Мальчик из худородного семейства (отец – попович, дворянин по чину) блестяще закончил кадетский корпус (где усиленно занимался математикой), был выпущен в гвардию, храбро воевал в польскую кампанию (награжден орденом св. Анны 4-й степени), перейдя в статскую службу, стал деятельным и ценимым сотрудником (математика пригодилась) министра финансов Е. Ф. Канкрина. (По смерти министра Бенедиктов почтил его сердечным и совершенно бескорыстным поэтическим мемуаром – стихотворением «Он»; случай уникальный, наверно, не только для русской поэзии). Стихи Бенедиктов писал с юности, но в печать не рвался. Когда его первый сборник (1835; поэту – 27 лет, дебют по тем временам поздний) стяжал огромный успех, когда в самом модном и успешном тогдашнем журнале – «Библиотеке для чтения» – Бенедиктов стал желаннейшим автором, когда творца «Утеса» и «Незабвенной» принялись восхвалять на все лады и ставить выше Пушкина (чающий обновления поэтического языка совсем не глупый критик С. П. Шевырев делал это прикровенно, но так, что читательское сообщество намеки понимало; простодушные книгопродавцы прямо говорили покупателям, что новый поэт пошибче старого будет), Бенедиктов гением себя отнюдь не возомнил.

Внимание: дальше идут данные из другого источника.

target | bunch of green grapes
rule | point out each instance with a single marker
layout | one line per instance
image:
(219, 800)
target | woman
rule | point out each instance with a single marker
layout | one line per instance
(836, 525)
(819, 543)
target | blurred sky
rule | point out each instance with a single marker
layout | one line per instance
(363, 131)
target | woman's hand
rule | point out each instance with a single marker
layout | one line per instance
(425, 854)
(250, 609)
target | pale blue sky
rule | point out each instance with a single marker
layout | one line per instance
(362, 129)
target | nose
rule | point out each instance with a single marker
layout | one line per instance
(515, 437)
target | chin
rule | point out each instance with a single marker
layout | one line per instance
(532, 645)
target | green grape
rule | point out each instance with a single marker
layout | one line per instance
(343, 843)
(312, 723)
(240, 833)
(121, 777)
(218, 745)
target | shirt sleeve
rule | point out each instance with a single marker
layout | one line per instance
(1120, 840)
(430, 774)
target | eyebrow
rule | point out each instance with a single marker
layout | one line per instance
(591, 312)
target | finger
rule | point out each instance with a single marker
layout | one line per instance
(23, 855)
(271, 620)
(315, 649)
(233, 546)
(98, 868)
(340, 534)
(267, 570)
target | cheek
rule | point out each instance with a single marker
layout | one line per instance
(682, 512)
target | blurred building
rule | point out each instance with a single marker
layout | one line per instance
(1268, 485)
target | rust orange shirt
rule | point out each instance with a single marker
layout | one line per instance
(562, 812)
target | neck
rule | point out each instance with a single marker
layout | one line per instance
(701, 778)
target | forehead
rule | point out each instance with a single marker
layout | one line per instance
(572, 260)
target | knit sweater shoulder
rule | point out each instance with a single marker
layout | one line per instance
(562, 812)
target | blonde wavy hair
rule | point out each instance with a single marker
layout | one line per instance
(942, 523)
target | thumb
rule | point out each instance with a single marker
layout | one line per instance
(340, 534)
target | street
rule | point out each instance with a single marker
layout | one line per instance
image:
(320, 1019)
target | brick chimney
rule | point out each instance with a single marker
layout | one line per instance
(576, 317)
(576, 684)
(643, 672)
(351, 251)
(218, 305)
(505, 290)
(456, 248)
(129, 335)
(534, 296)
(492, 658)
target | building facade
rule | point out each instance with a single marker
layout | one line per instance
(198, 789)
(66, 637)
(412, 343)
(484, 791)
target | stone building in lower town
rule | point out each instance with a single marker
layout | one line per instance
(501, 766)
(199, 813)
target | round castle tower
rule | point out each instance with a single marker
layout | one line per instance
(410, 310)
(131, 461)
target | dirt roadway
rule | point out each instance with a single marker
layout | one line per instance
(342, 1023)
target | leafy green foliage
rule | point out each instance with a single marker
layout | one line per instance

И когда Белинский разнес его в пух и прах в отчаяние не пришел. И в 40-е, когда звонкие и яркие стихи (а с ними – и все прочие) упали в цене, писать не бросил. И когда за новым взлетом популярности (конец 1850-х), пусть не таким триумфальным, как первый, последовал разнос Добролюбова, а потом и явное охлаждение публики (к стихам вообще, а не к одному Бенедиктову), перестал печататься, но не сочинять.